Mead is one of the oldest alcoholic drinks, with the first mentions of it coming in Vedic texts, an ancient precusor to Hinduism dating around 1700 B.C.. Aristotle and Pliny the Elder drank it, presumably without sharing with Pliny the Mrs. or Pliny the Brother.

Somewhere along the way, however, we lost our taste for the drink of Leif Ericsson and Hagar the Horrible. Beer and wine supplanted mead as the preferred drinks. I blame the Germans and the French. They apparently blamed each other for some stuff as well.

After having some commercial mead, I thought 'why buy one bottle for $12 when I can MAKE 24 bottles for less than $100. That's a savings of over $8 a bottle!

I read up on mead making, which goes like this. Get some honey, get some water, get some yeast, put them all together, heat them up, let the yeast eat the sugar, wait six months, then drink the stuff. Seems easy, right?

At this point in my winemaking career, I didn't yet have a good six gallon stockpot to make my concoctions, only a tiny two gallon one. In addition to making everything take three times as long as it should, it also looks dorky. As we all know, there's no place for looking like a dork in wine making.

Anyhoo. So instead of heating up 6 gallons of water and adding my 15 pounds of clover honey all at once, I had to rinse and repeat three times, doling out the honey in highly unscientific increments. Honey, as you may know, is not known for its non-stickyness. You can imagine the countertop/pants situation that quickly developed and escalated beyond control.

I was seeing Dark Knight that evening, and I was worried that I might be attacked by bears on the way to the theater that night.
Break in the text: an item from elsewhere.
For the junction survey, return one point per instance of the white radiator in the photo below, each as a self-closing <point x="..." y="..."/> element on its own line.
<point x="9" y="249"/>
Thankfully, that didn't happen.

So it took a little while, but I finally got all the honey boiled and poured into the bucket. It would have to cool down for awhile, so I happily drove to the Hughes Center with Lauren to meet Jeremy for some chile con queso and some Batman. Both went extraordinarily well, and we raced home to check on the mead.

When I arrived home, the carboy containing the mead was still hot. Not warm, hot. It would be well over 24 hours before it was cool enough to add the yeast.

I'm happy to report everything has gone normally to date. The mead has been racked off and is clarifying nicely on its own. It's currently sitting the coat closet, anxiously awaiting November, where it begins the next stage of its journey.